Take France for example:

Japanese debt to GDP Ratio v France (RHS) (TradingEconomics.com)

Or the UK:

Japanese debt to GDP Ratio v UK (RHS) (TradingEconomics.com)

That’s a debt path that has central bankers all over the world terrified as they wrestle with their own moribund economies. It’s why we have had quantitative easing in the UK, US, Japan and now Europe. It’s why rates in most of the developed world are at or close to zero. It’s why the RBA joined the chorus of central bankers in 2015 in cutting rates.

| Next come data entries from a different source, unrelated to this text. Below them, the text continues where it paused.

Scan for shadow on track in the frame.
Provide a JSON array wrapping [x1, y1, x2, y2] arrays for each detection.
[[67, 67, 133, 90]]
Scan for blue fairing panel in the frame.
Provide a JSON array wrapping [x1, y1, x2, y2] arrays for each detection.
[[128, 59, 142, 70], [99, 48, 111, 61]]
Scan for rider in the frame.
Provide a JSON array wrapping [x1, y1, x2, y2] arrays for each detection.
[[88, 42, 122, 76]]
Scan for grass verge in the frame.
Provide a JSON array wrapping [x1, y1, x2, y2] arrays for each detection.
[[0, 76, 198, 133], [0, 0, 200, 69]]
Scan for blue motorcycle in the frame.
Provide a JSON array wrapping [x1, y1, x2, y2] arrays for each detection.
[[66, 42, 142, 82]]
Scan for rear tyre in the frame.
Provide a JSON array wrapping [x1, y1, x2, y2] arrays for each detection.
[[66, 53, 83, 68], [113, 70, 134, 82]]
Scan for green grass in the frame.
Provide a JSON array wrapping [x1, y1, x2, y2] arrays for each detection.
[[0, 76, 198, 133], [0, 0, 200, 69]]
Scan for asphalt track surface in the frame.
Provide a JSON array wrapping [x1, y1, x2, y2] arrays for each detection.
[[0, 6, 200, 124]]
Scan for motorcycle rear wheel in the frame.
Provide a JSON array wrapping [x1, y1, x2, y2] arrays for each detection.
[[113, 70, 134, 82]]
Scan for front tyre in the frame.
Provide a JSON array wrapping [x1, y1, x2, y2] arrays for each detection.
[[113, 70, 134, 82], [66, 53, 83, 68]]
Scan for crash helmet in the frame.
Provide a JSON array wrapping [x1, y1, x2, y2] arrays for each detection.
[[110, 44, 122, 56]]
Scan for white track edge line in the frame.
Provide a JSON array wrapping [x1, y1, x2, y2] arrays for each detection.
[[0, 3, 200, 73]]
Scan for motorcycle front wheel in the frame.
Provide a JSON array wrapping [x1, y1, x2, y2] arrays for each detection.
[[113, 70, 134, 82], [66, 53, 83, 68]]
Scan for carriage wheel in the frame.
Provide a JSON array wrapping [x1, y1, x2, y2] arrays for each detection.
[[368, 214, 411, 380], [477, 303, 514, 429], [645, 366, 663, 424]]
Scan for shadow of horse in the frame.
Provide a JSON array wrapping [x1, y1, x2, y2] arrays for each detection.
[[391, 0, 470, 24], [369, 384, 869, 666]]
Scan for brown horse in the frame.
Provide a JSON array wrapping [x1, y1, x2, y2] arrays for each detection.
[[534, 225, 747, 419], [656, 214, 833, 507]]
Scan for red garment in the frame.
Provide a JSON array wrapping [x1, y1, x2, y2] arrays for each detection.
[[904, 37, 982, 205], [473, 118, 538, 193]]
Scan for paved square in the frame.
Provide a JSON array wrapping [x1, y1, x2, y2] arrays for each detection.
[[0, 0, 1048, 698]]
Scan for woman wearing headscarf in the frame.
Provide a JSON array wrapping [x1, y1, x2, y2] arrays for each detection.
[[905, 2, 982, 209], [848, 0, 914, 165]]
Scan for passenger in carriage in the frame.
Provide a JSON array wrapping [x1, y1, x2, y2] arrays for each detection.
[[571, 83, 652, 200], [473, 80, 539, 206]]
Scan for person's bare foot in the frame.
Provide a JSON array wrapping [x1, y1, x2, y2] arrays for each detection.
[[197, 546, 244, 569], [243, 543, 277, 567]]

ECB governing council member Peter Praet put it simply last night:

It is important to remember that a too prolonged period of low inflation is not only a cause of demand weakness, but also a symptom of it – as is evidenced in the decline in core measures of inflation. The latter reflects underutilised resources, which if persistent can produce hysteresis, scarring effects on the unemployed and underinvestment. This in turn can permanently lower potential growth, which is also inimical to working through a debt overhang.

This is the situation Greece finds itself in. Even after restricting spending, the slow growth/economic contraction Greece has been experiencing can’t stop the growth of its debt to GDP ratio, now at an unhealthy and unsustainable 175%.

apanese debt to GDP Ratio v Australia (RHS) (TradingEconomics.com)

Commodity bloc countries like Australia, New Zealand and Canada have had much better growth and debt experiences over the past 20 years. They also have a much better starting point in 2015.

But the lesson of Japan, and to a lesser extent Europe, is that the path to a massive debt pile is an easy path to find and a difficult path to get off.